A plea to the International P.E.N. Congress — world organization of poets, playwrights, essayists, editors and novelists — to call on the Soviet Government to permit the revival of Jewish culture in the USSR, in both the Yiddish and Hebrew languages, was voiced here yesterday at the concluding session of the Congress, which was attended by 600 delegates from 55 countries.

The appeal was made by Aaron Glanz-Leyeless, of New York, noted Jewish poet and president of the Yiddish P.E.N. Center, who was one of the speakers at the last plenary session. Just prior to the opening of the Congress, the P.E.N. presidium had turned down a draft resolution presented by the Yiddish P.E.N. Center, calling upon the Soviet Union to give full rights to the Jewish minority in the USSR for the practice, pursuit, development and publication of Jewish literature, the opening of Jewish schools teaching both Yiddish and Hebrew, and the publication of Yiddish books, magazines and newspapers.

The International P.E.N. Congress was boycotted this year by the Soviet Union. Nevertheless, the presidium refused to take action on the proposal by the Yiddish Center, turning the issue over for the consideration of the organization’s executive council, which is scheduled to meet next September in London.

In his address, today, Mr. Glanz-Leyeless pointed out that, in the debate on the Yiddish group’s draft resolution before the presidium, one of the opponents, the American playwright Arthur Miller, who is president of the International P.E.N., had conceded that he knew there was discrimination against Yiddish literature in the Soviet Union. Mr. Miller is a Jew who, in other forums, had pleaded for equalization of Jewish rights in the USSR. Interpreting Mr. Miller’s stand as an admission that there is at least partial suppression of Jewish literature in the USSR, Mr. Glanz-Leyeless said: “I hope Mr. Miller’s reference will contribute toward the restoration of the cultural rights of the Jewish minority in the Soviet Union.”

“We ask for the restoration in the USSR, ” he continued, “of the free use of Yiddish for the publication of newspapers, books and magazines. We ask for freedom in the Soviet Union to teach and to learn Yiddish and Hebrew. We are sure that Mr. Miller’s own appeal will not fall on deaf ears, either in this assembly or outside of it.”

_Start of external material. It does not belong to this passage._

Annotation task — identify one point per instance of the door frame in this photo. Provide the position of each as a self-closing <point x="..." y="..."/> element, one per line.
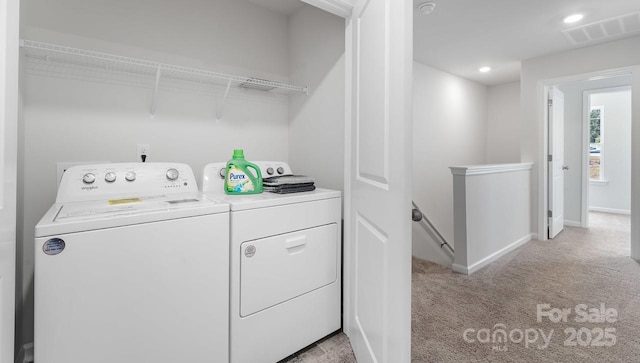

STRUGGLE FOR YIDDISH CULTURE IS REPORTED JUST BEGINNING

“As the Yiddish P.E.N. Center views it,” Mr. Glanz-Leyeless stated, “the struggle for the restoration of Yiddish culture in the Soviet Union is just beginning, especially as it had to do with the writers of all nations and languages. It is a fact — perhaps a sad fact — that most of the writers of other lands and other literatures know very little about Yiddish literature, and still less about the Yiddish language.

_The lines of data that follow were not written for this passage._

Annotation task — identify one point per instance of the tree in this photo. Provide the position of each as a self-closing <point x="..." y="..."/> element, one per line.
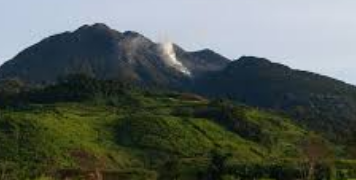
<point x="315" y="152"/>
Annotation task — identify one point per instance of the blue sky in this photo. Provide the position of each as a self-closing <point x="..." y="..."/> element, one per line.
<point x="315" y="35"/>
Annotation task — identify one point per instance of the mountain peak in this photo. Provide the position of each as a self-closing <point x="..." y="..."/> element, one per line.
<point x="96" y="26"/>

“If we could bring home to these writers all over Europe and Africa and Asia the significance of Yiddish, both as a tongue and as a culture, we have not the slightest doubt that we could easily get some support of a majority of all the writers, regardless of their color, race or creed.”

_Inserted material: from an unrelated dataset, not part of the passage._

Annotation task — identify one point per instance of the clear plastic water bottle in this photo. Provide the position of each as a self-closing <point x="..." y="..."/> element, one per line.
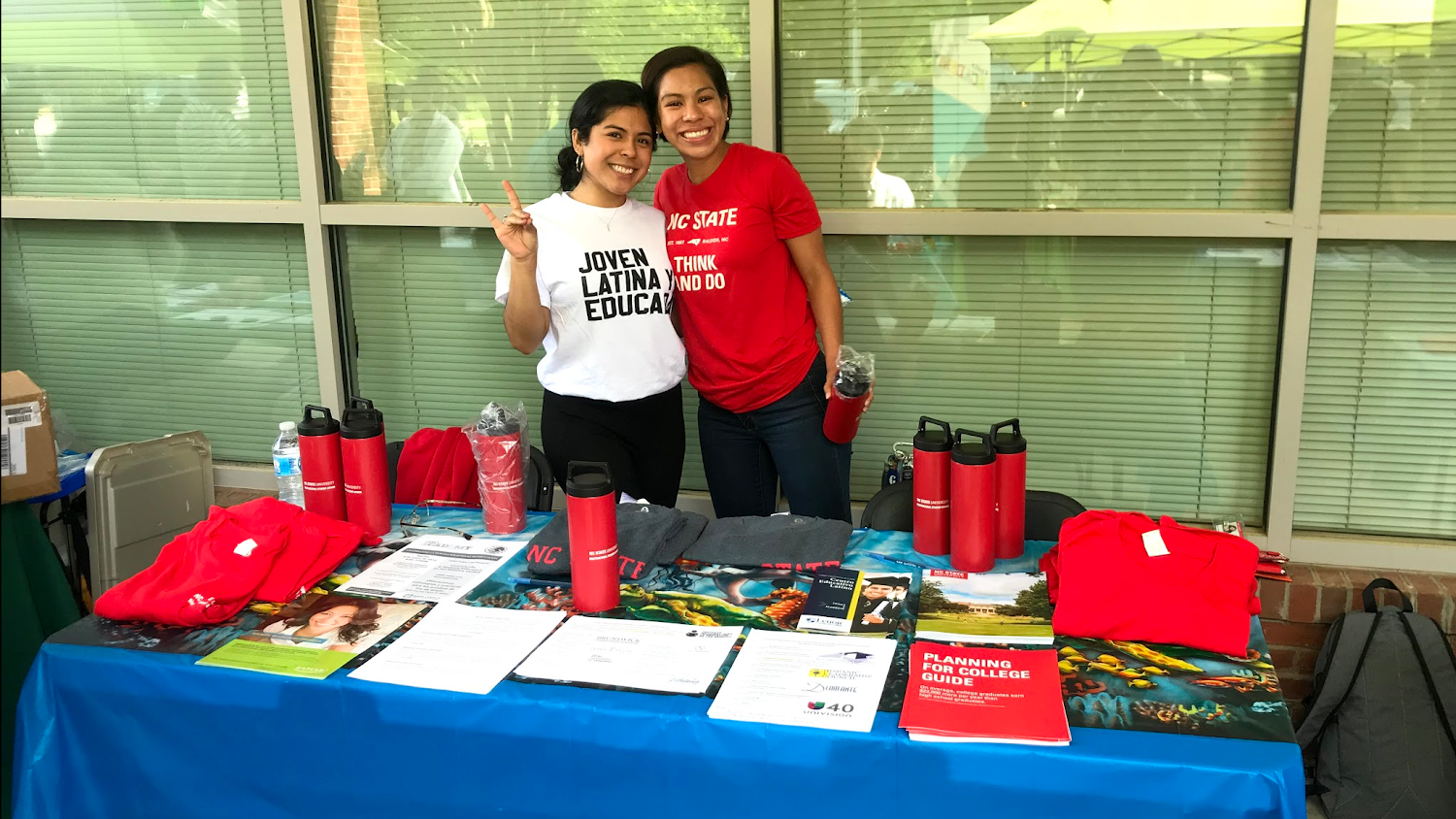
<point x="285" y="464"/>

Commenting on the presidium’s referral of the Jewish group’s proposal regarding Jewish culture in the USSR to the executive council, Mr. Glanz-Leyeless told the session: “We intend to renew and to pursue our effort toward the restoration of Yiddish culture in the USSR from the moment this Congress closes. We will prepare all the necessary documentation and we will carry our struggle to the next session of the executive council of the International P.E.N.”

The Yiddish P.E.N. Center has a permanent representative on the P.E.N. council in London. He is Joseph Leftwich, a British author whose writings are both in English and Yiddish. He was one of the chief proponents of the draft resolution laid before the presidium, along with Mr. Glanz-Leyeless and the Yiddish P.E.N. Center’s vice-president, Dr. Israel Knox, Associate Professor of Philosophy at New York University.